- Born: September 26, 1958 San Francisco, California, U.S.
- Died: June 17, 2020 (aged 61) Lagos, Nigeria
- Occupations: DJ, Radio producer
- Children: 4

= Dan Foster (DJ) =

American radio broadcaster (1958–2020)

Daniel Leon Foster (September 26, 1958 – June 17, 2020), popularly known as The Big Dawg, was an American radio personality and media consultant based in Nigeria. Formerly an Idol judge, he also held a similar position with the Got Talent franchise.

==Early life and education==
Foster was born in San Francisco and raised with his three siblings in Prince George's County, Maryland, near Washington, D.C. by their father Samuel, an Air Force veteran. His mother died when he was ten, and he sporadically lived with his grandmother in Baltimore. As a teenager, Foster played football at Surrattsville High School. After graduating from high school, he signed up with the Marines to earn a scholarship, and hosted his own show on the Marines' radio service. After leaving the Marines he attended Towson University, but later transferred to Morgan State University where he studied Broadcasting and Drama.

==Career==
=== Radio ===
Foster worked with numerous radio stations including Cathy Hughes Radio One and Mix 106.5, and the Virgin Island-based WTBN before moving to Nigeria in February 2000, replacing fellow American Mark Silvia on Cool FM's Good Morning Nigeria Show. Foster immersed himself in his adapted country's culture, dropping phrases from the vernacular into his on-air Baltimorese banter, and hosting various segments including Inspirational Thought and Candid Phone which quickly became popular with Nigerian listeners.

Foster was named Best Radio Presenter the following year, and won the Nigeria Media Merit Award for Best Radio Personality in 2003, 2004, and 2005. He was also honoured by the City People Awards as Media Person of the Year in 2004 and 2005.

In 2008, Foster left Cool FM for the newly established Inspiration FM where he was made Head of Programmes, but left in 2014 to join City FM. In May 2016, Foster joined oldies station Classic FM 97.3 radio station where he hosted The Morning Show until August 2019.

===Television===
In 2007, Foster was a judge on the one-off Idols West Africa series, alongside Nigerian musician Dede Mabiaku and Ghanaian singer Abrewa Nana. During the show's run he was compared to American counterpart Randy Jackson, although he received criticism for not attending the Ghana auditions. In 2012 and 2013, he served as a judge on Nigeria's Got Talent alongside actress Kate Henshaw and comedian Yibo Koko.

===Other ventures===
In 2001, Foster had a minor role in the Nollywood film Face of a Liar. As a promoter, he created and directed the Cool FM Praise Jam concerts which commenced from 2004, with a total of over 22,000 people in attendance.

==Personal life==
Foster had a son, Joshua, from his previous marriage. Married to a Nigerian, Lovina Okpara, the couple were parents to daughters Kayla and Daniella, and son Somtochukwu.

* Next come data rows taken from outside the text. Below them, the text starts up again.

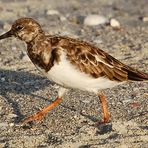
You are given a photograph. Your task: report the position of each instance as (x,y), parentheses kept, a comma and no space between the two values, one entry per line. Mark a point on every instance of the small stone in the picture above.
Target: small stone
(92,20)
(3,125)
(144,18)
(114,23)
(11,115)
(11,124)
(52,12)
(14,48)
(6,26)
(62,18)
(3,79)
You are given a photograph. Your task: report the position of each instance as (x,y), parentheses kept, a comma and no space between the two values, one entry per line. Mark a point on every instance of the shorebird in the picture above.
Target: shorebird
(71,63)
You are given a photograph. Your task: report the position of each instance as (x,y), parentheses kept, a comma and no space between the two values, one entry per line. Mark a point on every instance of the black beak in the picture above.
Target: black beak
(6,35)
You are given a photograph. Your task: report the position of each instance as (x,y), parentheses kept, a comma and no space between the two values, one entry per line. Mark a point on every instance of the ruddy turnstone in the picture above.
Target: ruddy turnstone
(71,63)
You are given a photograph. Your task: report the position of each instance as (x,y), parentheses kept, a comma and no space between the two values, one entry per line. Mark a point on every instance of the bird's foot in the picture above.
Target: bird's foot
(35,117)
(105,119)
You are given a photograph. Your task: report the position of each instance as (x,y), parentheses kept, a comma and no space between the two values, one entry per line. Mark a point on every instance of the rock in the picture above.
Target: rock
(52,12)
(62,18)
(3,125)
(92,20)
(3,79)
(144,18)
(11,124)
(114,23)
(11,115)
(24,57)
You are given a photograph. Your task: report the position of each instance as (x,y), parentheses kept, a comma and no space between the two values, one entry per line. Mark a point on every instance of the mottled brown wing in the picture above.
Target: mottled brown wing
(94,61)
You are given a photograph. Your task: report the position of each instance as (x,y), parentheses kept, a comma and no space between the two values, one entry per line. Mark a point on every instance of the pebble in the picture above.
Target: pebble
(62,18)
(24,57)
(92,20)
(11,124)
(114,23)
(52,12)
(11,115)
(3,125)
(3,79)
(144,19)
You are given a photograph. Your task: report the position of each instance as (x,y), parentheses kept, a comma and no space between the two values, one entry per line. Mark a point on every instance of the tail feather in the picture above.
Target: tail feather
(136,75)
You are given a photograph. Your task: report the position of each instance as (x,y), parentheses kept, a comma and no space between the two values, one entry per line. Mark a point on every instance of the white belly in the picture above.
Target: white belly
(67,75)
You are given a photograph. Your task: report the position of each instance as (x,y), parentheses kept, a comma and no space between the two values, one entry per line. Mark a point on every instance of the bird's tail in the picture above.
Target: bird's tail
(135,75)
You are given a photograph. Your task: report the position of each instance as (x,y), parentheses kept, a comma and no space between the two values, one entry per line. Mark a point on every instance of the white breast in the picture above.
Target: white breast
(68,75)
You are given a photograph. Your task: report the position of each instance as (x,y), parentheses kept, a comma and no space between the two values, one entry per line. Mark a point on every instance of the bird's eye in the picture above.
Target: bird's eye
(19,27)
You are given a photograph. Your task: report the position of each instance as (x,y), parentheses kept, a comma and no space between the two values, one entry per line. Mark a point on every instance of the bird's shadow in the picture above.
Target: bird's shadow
(20,82)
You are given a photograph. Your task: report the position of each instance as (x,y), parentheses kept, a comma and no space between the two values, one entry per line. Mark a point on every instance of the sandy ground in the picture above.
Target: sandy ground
(24,91)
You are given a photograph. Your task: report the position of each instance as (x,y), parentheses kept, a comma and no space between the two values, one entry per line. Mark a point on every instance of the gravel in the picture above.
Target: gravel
(23,90)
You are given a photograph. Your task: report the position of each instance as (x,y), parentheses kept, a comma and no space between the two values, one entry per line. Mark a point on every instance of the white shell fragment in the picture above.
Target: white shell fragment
(114,23)
(92,20)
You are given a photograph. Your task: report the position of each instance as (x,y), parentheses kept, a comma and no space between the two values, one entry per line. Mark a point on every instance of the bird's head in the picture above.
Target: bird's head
(25,29)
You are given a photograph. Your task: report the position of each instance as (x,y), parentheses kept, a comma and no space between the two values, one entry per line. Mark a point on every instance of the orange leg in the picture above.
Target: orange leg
(39,115)
(106,114)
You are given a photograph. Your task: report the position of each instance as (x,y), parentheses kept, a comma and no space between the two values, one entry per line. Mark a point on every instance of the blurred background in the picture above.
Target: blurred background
(119,27)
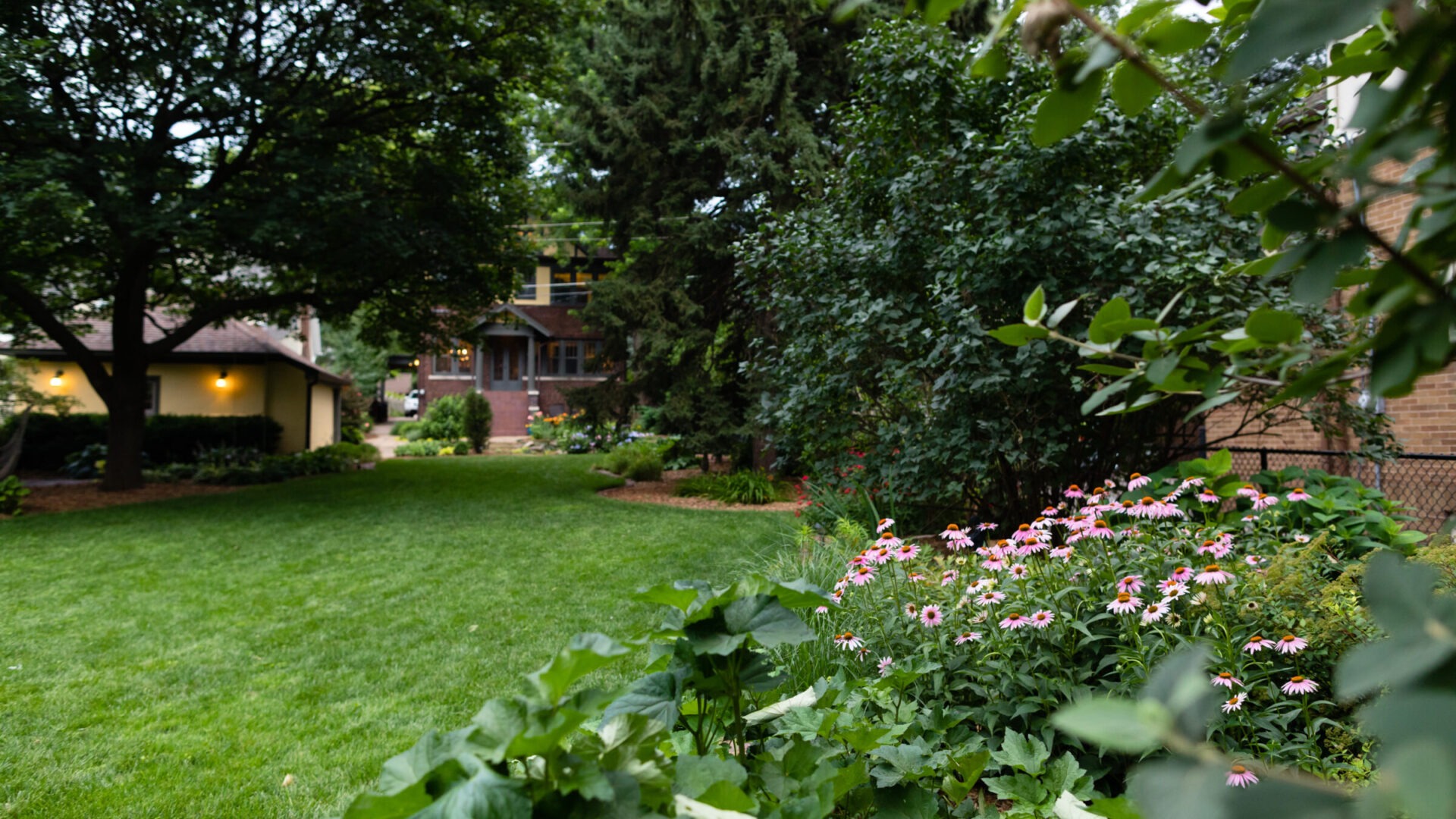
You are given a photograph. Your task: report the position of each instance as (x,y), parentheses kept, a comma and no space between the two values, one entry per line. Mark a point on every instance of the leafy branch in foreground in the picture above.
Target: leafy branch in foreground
(1312,187)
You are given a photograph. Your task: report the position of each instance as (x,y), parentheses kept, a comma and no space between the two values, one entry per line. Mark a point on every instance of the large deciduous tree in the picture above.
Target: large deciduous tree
(943,218)
(200,159)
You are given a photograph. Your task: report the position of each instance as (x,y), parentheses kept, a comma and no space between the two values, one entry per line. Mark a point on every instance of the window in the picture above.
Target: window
(573,286)
(153,394)
(457,362)
(568,357)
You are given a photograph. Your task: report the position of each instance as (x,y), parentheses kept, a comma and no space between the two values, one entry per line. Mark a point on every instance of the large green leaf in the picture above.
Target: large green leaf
(1120,725)
(582,656)
(1063,111)
(655,697)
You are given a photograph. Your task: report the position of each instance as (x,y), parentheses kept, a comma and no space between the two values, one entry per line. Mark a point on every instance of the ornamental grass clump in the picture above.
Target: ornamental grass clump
(1085,599)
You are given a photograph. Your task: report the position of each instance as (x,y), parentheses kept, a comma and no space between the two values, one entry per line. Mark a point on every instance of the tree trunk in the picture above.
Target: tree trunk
(127,425)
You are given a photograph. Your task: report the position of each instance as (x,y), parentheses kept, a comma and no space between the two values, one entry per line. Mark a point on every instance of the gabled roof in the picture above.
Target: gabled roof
(231,343)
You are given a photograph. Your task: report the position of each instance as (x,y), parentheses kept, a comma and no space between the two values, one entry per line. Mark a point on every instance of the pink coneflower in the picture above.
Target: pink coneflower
(1234,703)
(1257,645)
(1172,588)
(1241,777)
(1212,575)
(1299,686)
(1125,604)
(1226,679)
(1291,645)
(1155,613)
(1015,621)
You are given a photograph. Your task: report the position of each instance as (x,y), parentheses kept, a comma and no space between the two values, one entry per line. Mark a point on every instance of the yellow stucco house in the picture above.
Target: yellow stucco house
(235,369)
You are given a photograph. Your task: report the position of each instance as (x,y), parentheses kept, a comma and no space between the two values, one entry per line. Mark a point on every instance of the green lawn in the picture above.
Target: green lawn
(182,657)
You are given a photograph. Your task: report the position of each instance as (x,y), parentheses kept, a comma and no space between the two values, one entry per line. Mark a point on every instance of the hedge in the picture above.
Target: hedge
(169,439)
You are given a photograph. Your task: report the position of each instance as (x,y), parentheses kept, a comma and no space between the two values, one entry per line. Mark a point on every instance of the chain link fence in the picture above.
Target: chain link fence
(1426,483)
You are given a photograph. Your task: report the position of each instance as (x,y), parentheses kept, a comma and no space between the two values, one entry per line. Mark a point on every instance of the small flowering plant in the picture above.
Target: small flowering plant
(1087,601)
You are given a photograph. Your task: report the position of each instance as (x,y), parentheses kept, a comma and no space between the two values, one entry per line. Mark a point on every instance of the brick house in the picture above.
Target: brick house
(526,353)
(1423,422)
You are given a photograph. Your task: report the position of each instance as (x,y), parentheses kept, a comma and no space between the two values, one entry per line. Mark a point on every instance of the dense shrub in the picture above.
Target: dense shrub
(638,461)
(444,419)
(169,439)
(752,487)
(12,494)
(476,422)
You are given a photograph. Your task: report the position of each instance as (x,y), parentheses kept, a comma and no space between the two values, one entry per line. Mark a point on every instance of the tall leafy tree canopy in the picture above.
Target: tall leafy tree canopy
(689,124)
(201,159)
(944,218)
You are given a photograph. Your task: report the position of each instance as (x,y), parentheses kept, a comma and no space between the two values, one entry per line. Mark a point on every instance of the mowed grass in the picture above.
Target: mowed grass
(182,657)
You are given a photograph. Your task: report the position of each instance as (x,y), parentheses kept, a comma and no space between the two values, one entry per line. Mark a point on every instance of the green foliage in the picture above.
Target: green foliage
(309,169)
(638,461)
(943,215)
(86,464)
(692,158)
(171,439)
(12,494)
(752,487)
(475,420)
(1410,707)
(1312,193)
(443,419)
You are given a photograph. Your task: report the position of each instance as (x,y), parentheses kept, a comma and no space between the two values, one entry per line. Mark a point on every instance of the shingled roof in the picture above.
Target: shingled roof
(232,343)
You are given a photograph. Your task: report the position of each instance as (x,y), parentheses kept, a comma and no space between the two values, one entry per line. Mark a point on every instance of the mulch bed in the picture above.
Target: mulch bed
(72,497)
(661,494)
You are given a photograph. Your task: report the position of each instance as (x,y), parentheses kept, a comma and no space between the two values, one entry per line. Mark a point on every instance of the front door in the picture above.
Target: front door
(507,369)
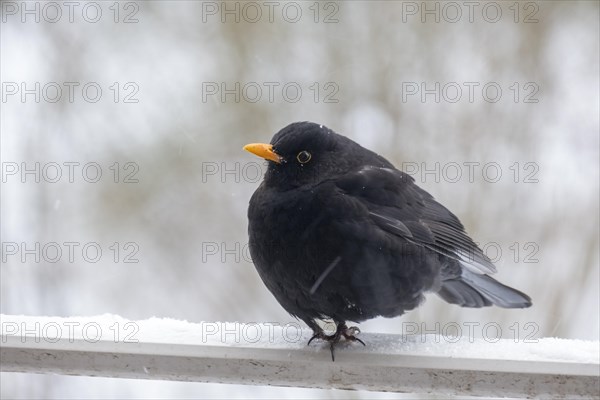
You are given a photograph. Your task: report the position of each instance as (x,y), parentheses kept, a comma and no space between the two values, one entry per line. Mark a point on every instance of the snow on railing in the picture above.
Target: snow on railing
(267,354)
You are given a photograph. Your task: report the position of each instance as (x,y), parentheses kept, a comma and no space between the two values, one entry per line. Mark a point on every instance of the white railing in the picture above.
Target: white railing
(266,354)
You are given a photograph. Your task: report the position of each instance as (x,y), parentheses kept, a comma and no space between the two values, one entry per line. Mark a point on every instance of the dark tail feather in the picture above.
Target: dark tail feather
(478,290)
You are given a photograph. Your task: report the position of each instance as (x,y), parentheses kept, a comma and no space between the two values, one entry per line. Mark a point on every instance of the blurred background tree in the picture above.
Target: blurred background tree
(355,64)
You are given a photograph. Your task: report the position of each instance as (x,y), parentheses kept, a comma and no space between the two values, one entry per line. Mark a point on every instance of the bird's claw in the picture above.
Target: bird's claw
(341,331)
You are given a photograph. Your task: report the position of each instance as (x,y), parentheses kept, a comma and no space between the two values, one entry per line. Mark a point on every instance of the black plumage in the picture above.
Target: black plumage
(337,232)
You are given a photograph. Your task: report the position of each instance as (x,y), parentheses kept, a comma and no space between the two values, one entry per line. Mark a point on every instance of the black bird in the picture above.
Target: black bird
(337,232)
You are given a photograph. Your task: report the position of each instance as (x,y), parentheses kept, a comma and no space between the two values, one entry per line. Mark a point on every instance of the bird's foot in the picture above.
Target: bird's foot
(342,331)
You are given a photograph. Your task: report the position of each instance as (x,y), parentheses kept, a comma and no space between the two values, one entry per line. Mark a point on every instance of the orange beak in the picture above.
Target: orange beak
(263,150)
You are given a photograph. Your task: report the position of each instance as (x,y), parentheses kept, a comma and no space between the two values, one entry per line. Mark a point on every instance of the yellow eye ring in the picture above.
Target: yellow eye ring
(303,157)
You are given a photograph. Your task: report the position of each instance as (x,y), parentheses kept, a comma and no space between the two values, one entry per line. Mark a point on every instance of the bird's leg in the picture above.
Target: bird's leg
(342,331)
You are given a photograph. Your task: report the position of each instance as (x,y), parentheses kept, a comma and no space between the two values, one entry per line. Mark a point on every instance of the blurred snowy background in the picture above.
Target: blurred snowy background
(492,107)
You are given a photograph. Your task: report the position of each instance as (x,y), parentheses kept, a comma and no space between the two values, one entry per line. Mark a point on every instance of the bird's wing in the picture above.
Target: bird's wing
(397,205)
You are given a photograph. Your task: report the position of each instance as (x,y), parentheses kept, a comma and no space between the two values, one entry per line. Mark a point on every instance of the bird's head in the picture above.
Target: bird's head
(305,153)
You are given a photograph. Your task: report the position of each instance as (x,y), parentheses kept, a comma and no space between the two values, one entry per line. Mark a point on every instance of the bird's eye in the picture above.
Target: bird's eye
(303,157)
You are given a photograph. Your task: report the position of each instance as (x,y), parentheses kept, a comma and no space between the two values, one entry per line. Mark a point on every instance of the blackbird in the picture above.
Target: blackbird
(337,232)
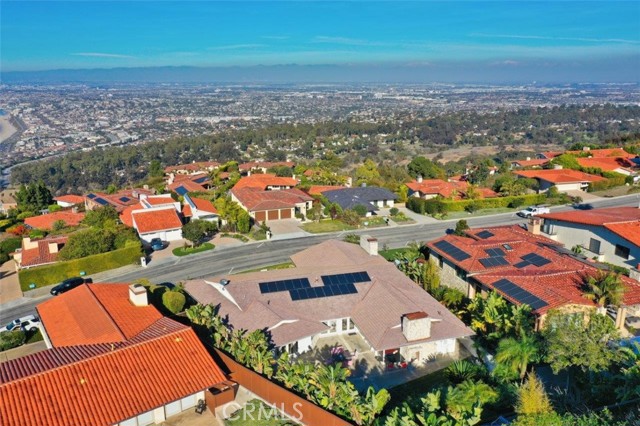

Foster died from complications of COVID-19 during the pandemic on June 17, 2020, a day after being diagnosed.

==Legacy==
Foster has been credited with using his spontaneous presenting style to set the template for modern radio, thus revolutionising Nigeria's broadcasting industry. Silverbird's Ben Murray-Bruce described him as a "veteran radio host bar none." Veteran journalist Ben Tomoloju praised Foster for raising the bar in broadcasting, stating "There is a pan-nationalistic dimension to his personality, a role model, a solid phenomenon on air and off-air."

Foster's popularity inspired a new generation of mainstream on-air personalities who emulated his style by resonating with listeners with their inspirational and conversational approach. He mentored various beginners in the broadcasting field, and planned to establish his own radio station prior to his death.